What it means to be a Hmong-American today: Reflections on a Personal Journey

Over the past month, I have found myself talking about what it is, to be Hmong. I am having those conversations about my culture with my children, complete strangers, with newsroom colleagues and friends. People simply asking, "what is Hmong?"

I have proudly answered that question all my life. But for the first time, I am answering that question with points of reference that can be found in modern day American history. From characters in Hollywood’s Gran Torino film to now, Sunisa Lee.

For more than four decades, Hmong people have made a home here in the United States. In America’s resplendent history, 40 years is not long. And up until this past month, very few Americans knew the word Hmong, let alone the people.

Sunisa Lee changed that for us. Her golden win in Tokyo was not only a dream come true for her, but for an entire people.

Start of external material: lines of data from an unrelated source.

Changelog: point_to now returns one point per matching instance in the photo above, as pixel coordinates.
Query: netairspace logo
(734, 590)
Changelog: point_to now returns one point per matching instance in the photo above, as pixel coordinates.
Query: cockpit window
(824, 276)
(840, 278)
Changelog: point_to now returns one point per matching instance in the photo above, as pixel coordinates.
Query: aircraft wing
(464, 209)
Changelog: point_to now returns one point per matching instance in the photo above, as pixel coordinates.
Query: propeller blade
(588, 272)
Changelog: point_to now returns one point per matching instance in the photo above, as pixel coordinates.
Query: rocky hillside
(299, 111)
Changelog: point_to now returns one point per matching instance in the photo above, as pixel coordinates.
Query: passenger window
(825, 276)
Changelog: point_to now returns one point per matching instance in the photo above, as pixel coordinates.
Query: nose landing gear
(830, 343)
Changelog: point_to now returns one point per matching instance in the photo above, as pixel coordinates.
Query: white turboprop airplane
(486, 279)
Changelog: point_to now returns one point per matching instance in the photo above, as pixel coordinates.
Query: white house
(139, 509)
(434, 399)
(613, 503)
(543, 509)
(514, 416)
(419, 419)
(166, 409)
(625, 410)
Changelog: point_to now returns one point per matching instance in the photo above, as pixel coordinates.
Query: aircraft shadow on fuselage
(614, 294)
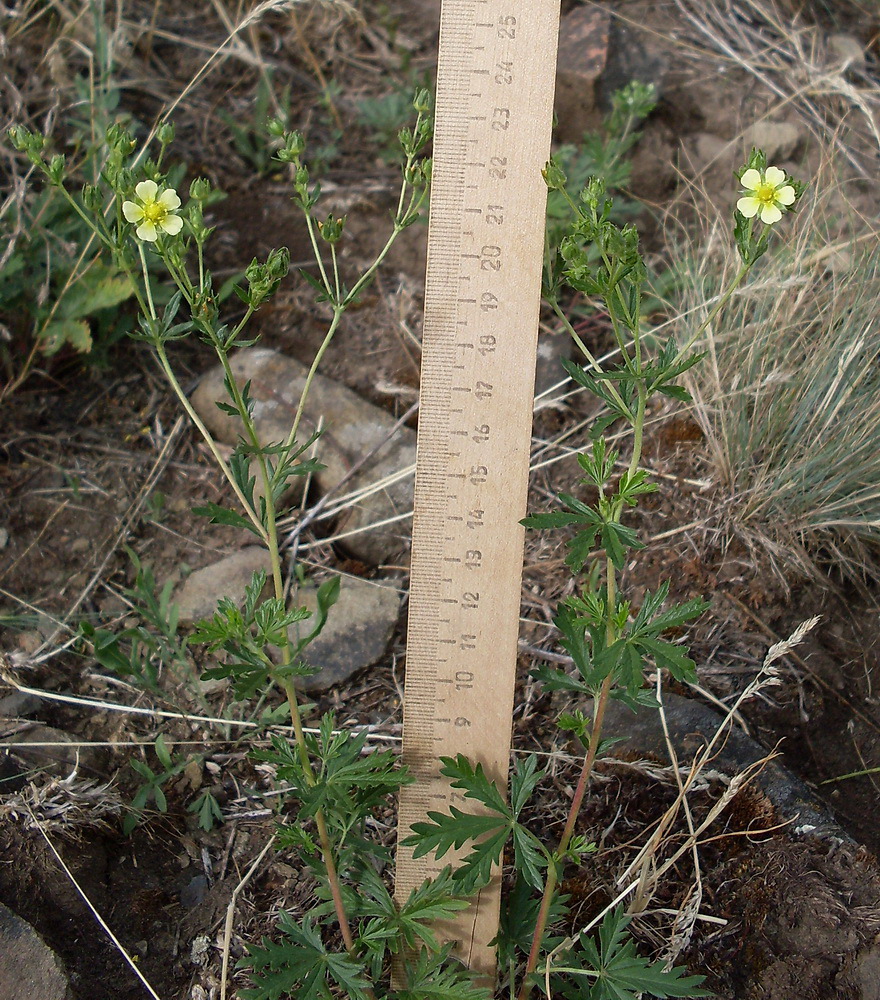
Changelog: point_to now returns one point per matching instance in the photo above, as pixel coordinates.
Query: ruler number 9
(507, 26)
(490, 258)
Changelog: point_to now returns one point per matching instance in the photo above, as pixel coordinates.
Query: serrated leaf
(220, 515)
(615, 971)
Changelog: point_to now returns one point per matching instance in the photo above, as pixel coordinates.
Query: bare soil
(93, 460)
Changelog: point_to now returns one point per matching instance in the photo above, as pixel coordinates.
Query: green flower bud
(55, 170)
(92, 200)
(554, 176)
(331, 230)
(200, 188)
(165, 133)
(422, 101)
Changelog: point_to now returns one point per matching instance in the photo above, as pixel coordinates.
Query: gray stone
(692, 724)
(24, 747)
(779, 140)
(868, 964)
(29, 969)
(357, 633)
(201, 590)
(351, 428)
(580, 61)
(17, 705)
(553, 346)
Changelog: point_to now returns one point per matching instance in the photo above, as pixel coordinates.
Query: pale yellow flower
(768, 194)
(153, 210)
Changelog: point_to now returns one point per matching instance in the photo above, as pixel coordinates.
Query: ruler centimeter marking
(493, 118)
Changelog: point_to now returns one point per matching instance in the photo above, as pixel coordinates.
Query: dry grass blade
(789, 396)
(790, 58)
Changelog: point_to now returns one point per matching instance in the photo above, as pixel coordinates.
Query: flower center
(155, 211)
(766, 193)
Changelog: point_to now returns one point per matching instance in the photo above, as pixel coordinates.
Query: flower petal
(774, 176)
(748, 207)
(147, 231)
(146, 191)
(169, 199)
(770, 214)
(132, 211)
(171, 224)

You see, to be Hmong is to know courage and benevolence. Family and community is at the foundation of our people. From the villages up in the mountains of Laos and Thailand to the farming country sides of the Midwestern belt, Hmong people are resilient. Belonging to no country, and yet making a peaceful home in every place they have landed. Whatever obstacle, the Hmong have learned to survive. That’s because of our community.

After we aided the Unites States in the Secret War, and we were left behind when the war ended, we didn’t seek rewards. Were we owed that? Yes. At minimum, acknowledgement. But we were too busy surviving as a community because our aid to the U.S. also meant our death. This week, we are seeing images of that kind of mass exodus again, this time in Afghanistan. Civilians leaving a place they once called home, holding on to only a few keepsakes and hope. Once again, I find myself sharing bits and pieces of Hmong history to colleagues and friends because of its haunting similarities.

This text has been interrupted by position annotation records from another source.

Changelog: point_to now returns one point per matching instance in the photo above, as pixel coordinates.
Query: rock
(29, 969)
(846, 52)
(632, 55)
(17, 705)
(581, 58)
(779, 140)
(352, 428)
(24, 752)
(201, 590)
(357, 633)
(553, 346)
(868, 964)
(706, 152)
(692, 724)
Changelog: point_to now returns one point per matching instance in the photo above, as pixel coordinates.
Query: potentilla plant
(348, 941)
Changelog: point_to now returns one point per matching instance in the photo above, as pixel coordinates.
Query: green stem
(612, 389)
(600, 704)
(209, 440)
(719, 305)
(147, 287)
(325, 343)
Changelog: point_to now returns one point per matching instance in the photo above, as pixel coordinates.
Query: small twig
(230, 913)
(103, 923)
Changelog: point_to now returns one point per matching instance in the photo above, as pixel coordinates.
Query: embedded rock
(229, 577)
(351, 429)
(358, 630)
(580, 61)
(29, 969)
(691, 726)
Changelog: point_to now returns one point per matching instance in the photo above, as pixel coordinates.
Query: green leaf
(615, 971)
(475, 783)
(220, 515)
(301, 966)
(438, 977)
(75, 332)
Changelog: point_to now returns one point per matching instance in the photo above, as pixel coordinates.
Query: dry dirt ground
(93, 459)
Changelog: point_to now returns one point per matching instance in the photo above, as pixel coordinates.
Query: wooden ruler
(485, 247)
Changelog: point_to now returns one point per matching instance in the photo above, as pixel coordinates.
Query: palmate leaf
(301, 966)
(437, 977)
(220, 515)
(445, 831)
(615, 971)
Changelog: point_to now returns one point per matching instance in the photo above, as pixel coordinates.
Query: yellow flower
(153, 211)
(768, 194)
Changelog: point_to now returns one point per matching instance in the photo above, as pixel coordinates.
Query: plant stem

As a people, we simply wanted a future. One that guaranteed, freedoms. That future, was America. For thousands of Hmong families who immigrated to the land of dreams, it took many years to adapt. Most experienced their first snowfall, their first public transit ride, their first pizza.

The goal, is and has always been, to be seen. To be valued as a people in history.

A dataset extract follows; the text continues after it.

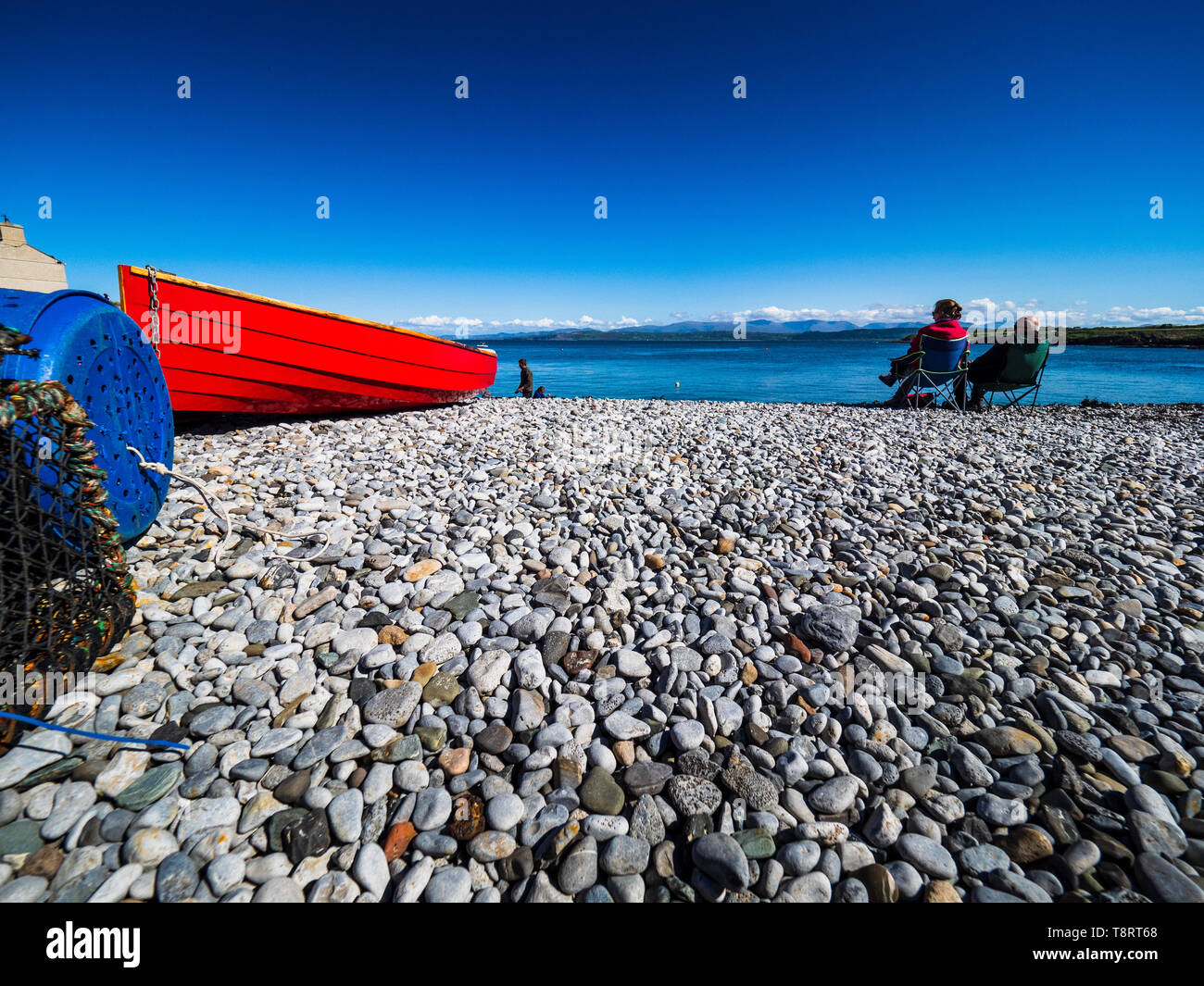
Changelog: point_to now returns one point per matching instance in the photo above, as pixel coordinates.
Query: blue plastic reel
(99, 354)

Suni’s dream was to become an Olympian, to bring her father a gold medal. Her father John, building his own dreams around his daughter. He even built Suni a wooden beam to practice on in their backyard because the family couldn’t afford the real thing. What they soon realized was, they had the real thing, in Suni. Right in the middle of St. Paul’s east side, a star was born. It took hard work and climbing up from nothing, but Suni soared.

And she landed on the Olympic stage.

As we look back and see a new mix of Hmong Americans, we see hope. While some children are raised with more traditional parents, some are being raised by westernized ones. Regardless of the household, at the core of every Hmong person, is that courage and benevolence and love of community. In the end, what we are learning, is this new breed of Hmong Americans, want a voice. And for the first time, we are hearing them speak loud and clear shouting to the world, we are here. And we are here, to stay.

There is a tradition in the Hmong culture that even western culture hasn’t changed, and that is a golden necklace given to your child from the parents. My parents gave me one, and I too have passed the tradition on to my children. Replacing one gold necklace for another, Suni with a gold medal around her neck, propelled our culture, our people into the spotlight.

So, as I share what it means to be Hmong to everyone around me, I make sure my children never forget.

Dare to dream that dream.

Suni did.

She was shining on that Olympic stage. And now, her story will shine forever.

You will remember her name.

And now, you will remember Hmong, as well.